Gold Meets... Suzi Quatro: Glam rock icon reveals 'spiritual' Elvis connection: "We weren't supposed to meet"
9 June 2021, 17:32 | Updated: 6 August 2021, 17:40
Suzi Quatro is a true icon of pop and rock music, selling millions of records around the world.
Breaking boundaries for female stars in the 1970s, Suzi scored massive hit singles with the likes of 'Devil Gate Drive' and 'Can the Can'.
Competing with the likes of Slade and T Rex at the height of glam rock, Suzi reinvented herself many times over the years, including a successful acting career complete with a stint in Happy Days.
Releasing her latest studio album The Devil in Me in 2021, and the subject of the recent fantastic documentary film Suzi Q, the American artist is having a triumphant resurgence.
For our latest Gold Meets... interview special, James Bassam caught up with Suzi about her brilliant career so far, her time on Happy Days, becoming a female pop icon and pinup, touring with Thin Lizzy, and how Elvis Presley had a long-lasting effect on her, despite never quite meeting.
Watch the full interview above.
Looking back at the moment that made her realise she wanted to be a rock star, Suzi said: "You actually develop yourself along those lines without even meaning it.
"You can’t, at 70, be even egotistical about anything while you’re aware these people are watching. But my first lightbulb moment was at five-and-a-half when I was watching The Ed Sullivan Show with the family.
"Elvis Presley came on, and the elder sister started to scream. I was only five-and-a-half, so I’m looking at it, thinking, 'What’s the matter with you? Why are you screaming?'
"She was five years older than me, so just the age to be screaming. And then I looked at the TV, and I went in – like I made it into the TV – and my first lightbulb moment was: 'I’m going to do that.' And I had no thought of him being a guy, and me being a little girl. Gender didn’t come into it at all. Crazy."
On why Elvis was such an important influence, she said: "It was just something about his naturalness, and the energy, and that real connection. I have that too, I have that too.
"But I did a tribute song to Elvis Presley called 'Singing with Angels'. I was able to record that with James Burton, his guitar player, and the original Jordanaires. It doesn’t get any better than that."
She continued: "We were outside the studio, taking a little break from the recording.
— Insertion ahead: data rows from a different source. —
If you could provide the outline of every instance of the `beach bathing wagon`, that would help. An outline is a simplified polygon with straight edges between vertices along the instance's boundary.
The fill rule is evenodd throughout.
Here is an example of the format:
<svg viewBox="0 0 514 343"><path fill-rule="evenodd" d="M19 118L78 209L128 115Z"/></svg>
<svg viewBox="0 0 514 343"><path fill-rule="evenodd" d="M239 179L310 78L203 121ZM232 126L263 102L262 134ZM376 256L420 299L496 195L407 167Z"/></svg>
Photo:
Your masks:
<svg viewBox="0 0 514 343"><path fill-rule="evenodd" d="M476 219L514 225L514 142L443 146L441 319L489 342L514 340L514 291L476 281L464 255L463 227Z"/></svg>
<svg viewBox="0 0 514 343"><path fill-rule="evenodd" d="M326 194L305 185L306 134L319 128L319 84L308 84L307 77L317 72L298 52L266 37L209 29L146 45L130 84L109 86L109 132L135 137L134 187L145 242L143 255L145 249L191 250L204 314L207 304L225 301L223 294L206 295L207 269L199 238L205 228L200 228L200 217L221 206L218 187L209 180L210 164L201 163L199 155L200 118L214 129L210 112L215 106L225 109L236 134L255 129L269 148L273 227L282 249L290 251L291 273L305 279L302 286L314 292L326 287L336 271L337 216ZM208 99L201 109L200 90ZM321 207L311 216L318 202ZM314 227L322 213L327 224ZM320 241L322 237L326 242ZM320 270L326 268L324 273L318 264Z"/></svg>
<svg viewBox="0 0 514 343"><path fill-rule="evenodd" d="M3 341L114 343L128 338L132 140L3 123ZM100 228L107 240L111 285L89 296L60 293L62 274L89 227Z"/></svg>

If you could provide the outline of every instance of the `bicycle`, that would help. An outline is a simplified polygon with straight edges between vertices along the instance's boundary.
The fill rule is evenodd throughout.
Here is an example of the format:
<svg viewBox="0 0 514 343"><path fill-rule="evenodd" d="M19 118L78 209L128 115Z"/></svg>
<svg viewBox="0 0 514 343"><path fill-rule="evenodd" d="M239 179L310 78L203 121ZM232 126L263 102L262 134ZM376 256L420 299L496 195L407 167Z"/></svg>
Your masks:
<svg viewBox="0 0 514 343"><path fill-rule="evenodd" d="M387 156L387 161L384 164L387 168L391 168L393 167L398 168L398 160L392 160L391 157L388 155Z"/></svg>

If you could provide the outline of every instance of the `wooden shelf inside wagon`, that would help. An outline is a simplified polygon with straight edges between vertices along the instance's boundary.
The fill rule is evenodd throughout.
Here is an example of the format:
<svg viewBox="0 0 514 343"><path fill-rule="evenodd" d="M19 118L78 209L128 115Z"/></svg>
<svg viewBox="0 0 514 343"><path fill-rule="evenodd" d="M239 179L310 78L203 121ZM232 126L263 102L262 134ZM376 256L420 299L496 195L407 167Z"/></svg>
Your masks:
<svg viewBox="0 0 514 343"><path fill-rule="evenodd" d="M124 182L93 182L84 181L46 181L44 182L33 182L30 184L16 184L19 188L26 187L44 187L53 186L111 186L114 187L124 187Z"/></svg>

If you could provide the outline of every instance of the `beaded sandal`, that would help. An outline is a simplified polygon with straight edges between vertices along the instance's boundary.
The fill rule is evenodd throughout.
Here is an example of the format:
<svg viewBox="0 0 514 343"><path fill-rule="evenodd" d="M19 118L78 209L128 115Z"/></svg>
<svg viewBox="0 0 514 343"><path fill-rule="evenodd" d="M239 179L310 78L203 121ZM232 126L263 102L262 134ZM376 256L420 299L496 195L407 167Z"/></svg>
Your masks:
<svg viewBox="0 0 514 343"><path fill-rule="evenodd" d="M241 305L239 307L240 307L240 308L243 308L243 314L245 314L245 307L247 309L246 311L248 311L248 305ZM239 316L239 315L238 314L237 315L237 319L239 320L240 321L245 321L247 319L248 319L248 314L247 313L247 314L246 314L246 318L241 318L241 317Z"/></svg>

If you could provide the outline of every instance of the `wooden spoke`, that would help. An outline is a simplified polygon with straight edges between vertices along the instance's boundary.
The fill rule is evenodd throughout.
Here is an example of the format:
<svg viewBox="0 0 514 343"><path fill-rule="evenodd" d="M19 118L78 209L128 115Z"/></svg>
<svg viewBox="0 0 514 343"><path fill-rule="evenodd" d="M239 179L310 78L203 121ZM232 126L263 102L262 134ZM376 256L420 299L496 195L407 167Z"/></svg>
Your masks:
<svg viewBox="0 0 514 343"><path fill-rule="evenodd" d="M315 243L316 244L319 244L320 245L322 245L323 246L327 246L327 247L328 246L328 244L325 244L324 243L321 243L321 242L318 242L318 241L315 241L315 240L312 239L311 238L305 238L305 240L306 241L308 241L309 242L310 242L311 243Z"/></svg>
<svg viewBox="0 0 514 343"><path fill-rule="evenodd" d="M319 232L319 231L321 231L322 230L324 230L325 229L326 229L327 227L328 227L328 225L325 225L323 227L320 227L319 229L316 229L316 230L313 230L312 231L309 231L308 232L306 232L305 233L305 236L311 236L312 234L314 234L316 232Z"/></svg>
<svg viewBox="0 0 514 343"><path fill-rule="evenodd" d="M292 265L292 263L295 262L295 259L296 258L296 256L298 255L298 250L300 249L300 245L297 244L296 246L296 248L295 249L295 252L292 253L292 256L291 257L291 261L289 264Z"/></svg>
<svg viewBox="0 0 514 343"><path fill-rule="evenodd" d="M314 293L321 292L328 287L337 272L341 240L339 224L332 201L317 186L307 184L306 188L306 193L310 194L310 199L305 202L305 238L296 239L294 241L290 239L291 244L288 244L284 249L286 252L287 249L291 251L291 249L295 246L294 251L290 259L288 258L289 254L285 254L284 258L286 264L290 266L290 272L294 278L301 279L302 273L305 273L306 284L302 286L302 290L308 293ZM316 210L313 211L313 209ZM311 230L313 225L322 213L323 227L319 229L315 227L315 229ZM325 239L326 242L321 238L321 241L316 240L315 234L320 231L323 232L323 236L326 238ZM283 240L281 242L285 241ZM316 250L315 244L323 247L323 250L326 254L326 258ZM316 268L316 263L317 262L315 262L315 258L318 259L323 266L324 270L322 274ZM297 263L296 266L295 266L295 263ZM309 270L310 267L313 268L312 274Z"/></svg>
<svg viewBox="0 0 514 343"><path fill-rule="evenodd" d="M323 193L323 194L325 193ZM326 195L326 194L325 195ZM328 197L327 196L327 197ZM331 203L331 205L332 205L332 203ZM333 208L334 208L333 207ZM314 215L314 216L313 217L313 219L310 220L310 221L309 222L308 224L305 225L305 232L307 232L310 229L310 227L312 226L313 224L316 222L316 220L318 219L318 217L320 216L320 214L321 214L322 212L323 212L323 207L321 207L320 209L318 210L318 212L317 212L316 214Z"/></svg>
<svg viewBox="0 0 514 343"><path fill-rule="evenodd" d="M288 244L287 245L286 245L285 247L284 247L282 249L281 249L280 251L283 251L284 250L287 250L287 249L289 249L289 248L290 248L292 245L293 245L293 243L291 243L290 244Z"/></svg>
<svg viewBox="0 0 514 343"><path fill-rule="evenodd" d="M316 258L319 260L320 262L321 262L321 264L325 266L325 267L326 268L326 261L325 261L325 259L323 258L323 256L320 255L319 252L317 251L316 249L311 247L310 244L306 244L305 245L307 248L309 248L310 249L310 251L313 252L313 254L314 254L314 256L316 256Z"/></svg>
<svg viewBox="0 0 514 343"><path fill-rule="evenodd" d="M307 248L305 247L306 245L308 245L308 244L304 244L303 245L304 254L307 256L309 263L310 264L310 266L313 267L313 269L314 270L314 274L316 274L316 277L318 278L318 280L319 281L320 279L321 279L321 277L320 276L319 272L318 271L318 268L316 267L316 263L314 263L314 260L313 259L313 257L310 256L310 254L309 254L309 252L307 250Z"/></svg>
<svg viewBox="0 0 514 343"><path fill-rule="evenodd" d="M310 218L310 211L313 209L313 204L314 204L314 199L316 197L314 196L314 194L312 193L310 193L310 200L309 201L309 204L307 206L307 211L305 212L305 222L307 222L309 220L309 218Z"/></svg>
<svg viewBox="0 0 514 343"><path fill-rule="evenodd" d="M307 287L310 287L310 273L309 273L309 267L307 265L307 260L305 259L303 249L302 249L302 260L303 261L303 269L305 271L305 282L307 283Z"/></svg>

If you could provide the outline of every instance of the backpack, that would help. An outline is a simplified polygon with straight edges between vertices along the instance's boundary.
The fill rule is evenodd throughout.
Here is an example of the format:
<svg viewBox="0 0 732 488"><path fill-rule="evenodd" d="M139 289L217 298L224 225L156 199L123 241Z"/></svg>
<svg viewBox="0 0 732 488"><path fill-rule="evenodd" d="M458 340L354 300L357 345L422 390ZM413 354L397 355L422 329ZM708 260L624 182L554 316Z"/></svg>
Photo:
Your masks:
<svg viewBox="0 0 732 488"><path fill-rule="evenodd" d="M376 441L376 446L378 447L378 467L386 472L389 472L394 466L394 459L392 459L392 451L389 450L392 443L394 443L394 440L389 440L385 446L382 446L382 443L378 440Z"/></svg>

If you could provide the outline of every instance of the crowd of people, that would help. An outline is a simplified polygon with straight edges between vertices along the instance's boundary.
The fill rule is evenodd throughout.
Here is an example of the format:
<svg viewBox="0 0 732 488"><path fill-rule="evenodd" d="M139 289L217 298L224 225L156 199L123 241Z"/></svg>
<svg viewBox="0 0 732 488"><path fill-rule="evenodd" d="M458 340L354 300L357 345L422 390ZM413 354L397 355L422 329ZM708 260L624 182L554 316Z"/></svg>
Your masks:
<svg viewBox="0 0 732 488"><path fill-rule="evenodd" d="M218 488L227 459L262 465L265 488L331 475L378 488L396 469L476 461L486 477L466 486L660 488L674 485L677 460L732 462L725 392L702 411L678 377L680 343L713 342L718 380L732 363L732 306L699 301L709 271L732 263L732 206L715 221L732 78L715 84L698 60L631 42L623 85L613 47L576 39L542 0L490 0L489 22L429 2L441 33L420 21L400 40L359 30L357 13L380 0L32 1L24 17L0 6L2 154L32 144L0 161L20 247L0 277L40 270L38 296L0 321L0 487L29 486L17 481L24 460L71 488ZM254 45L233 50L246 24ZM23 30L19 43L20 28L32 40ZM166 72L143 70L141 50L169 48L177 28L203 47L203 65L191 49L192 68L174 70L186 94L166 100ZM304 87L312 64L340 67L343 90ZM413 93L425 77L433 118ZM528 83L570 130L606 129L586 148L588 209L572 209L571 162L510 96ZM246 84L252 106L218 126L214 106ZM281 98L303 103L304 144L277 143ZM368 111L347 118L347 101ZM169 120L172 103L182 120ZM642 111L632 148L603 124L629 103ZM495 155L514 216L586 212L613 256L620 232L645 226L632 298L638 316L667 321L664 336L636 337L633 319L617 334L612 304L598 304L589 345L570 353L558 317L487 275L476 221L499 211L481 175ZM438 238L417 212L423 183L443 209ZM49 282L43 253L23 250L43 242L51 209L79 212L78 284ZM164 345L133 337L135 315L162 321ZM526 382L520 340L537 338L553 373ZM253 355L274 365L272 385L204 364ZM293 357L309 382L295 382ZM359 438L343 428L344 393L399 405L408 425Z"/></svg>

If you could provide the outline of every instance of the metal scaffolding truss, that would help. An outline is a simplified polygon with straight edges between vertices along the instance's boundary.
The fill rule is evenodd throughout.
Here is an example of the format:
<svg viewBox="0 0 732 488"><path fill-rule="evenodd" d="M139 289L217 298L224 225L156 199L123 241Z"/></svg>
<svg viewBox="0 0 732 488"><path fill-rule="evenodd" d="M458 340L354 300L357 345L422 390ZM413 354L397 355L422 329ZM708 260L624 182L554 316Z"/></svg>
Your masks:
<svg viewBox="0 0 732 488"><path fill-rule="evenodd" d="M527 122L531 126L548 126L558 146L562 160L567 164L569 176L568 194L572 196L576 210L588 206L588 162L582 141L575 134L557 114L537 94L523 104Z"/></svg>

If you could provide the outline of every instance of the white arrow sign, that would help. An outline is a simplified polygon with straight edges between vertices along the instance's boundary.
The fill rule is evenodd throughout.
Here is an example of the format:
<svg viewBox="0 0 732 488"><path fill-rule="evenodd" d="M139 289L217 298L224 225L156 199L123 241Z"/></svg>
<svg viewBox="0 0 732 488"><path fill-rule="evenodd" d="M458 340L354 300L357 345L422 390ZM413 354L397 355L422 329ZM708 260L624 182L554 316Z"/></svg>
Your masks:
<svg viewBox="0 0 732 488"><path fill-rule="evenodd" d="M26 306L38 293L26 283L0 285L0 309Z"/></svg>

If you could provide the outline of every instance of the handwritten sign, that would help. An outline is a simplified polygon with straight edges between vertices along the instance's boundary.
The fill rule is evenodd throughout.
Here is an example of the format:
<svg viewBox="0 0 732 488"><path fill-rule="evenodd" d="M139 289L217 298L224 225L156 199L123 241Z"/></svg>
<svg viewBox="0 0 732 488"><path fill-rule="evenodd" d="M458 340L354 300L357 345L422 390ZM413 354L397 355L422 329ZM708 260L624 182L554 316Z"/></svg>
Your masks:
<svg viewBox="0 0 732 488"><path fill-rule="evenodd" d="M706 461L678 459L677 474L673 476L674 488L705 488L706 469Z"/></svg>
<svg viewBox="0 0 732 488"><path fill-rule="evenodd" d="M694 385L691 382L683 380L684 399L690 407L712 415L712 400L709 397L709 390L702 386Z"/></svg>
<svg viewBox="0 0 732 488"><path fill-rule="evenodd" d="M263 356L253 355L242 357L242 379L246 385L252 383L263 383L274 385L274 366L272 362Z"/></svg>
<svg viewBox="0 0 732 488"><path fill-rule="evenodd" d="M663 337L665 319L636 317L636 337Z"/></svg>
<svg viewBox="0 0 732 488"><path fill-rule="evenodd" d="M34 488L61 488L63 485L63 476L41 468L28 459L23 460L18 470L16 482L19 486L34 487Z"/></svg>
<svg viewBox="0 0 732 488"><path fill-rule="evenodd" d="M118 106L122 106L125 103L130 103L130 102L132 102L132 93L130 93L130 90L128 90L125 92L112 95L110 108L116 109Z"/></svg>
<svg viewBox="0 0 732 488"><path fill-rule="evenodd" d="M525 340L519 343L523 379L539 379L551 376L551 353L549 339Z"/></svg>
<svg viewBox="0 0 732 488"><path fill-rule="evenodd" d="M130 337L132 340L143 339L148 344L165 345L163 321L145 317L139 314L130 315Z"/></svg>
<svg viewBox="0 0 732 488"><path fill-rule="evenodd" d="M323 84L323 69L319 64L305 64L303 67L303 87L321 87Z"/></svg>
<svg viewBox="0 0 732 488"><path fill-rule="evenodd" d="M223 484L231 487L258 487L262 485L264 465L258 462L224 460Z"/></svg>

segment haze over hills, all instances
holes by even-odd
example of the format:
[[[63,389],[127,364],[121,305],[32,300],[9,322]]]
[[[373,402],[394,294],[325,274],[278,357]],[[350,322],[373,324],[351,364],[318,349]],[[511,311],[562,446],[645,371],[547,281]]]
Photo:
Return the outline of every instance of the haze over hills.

I was playing with James, who’s a friend, some of my new album, which at the time was Back to the Drive. He took the headphones off, and he said – I still can’t believe he said this.
"He said, 'You know what, Suzi? You’ve got what Elvis had.' I went… 'What? Can you explain what you mean?'. He said, 'Whatever you do; like Elvis, whatever you do, is you'.
"So I think what he was trying to say is: I was a one-off."
When speaking about the time she had a chance to meet Elvis, Suzi explained: "I was in Memphis. I was touring. I was actually in Memphis. 'All Shook Up' was in the lower ends of the chart, my version.
"A call came to the studio, and they said, 'This is Elvis’s people.' And then he was on. You know, I nearly died. He was on the phone. He said, 'I’ve heard your version of ‘All Shook Up’', and I think it’s the best since my own'.
"'And I’d like to invite you to Graceland while you’re in town.' I said, 'I’m very busy!'. Not because I was frightened, but because I wasn’t ready yet to meet him. I’m glad I didn’t."
She continued: "Because he’s been a spiritual thing for me, all my life. Had I met him, that would have gone away. It would have taken a different turn.
"There’s so many coincidences – I call them my 'Elvis epiphanies' – that have happened through my life. When I got the part for Happy Days, there was that phone call. Then I went over and I auditioned. I had to go back to the hotel. I met everybody. The director, the Fonz, everybody.
"They said, 'Wait for the call.' I went back to my hotel and turned on the TV. I’m waiting for the call, to see if I got the part. And as they called me to tell me I got the part, the TV came on. Simultaneously with the call, a newsflash on TV: 'The King is dead.' So I wasn’t supposed to meet him.
"Then I came back to film my first two episodes. It would have been about November, I think. And they brought this man over, and they said, 'Suzi, this is Nudie. He’s going to be designing your outfits for the show. He was Elvis’s personal tailor. So this stuff has happened my entire life.
"He was always supposed to be my spiritual advisor. Apparently, he used to go to this club. His girlfriend told me this – his last girlfriend. I called Rodney Bingenheimer, in the Sunset Strip, and that was a VIP place up top.
"He would sit there with her, and they’d play nothing but my music. He’d stare at my poster. So there was some sort of connection without having a meeting taking place. Something. I can’t figure out what it is, but it’s been all the way through my life. All the way through.
"I don’t think he was looking at me because he fancied me. He must have sensed the same thing in my that I sensed when I watched him. That’s what it felt like to me, you know, when she described it."
Suzi Quatro's new album The Devil in Me is out now.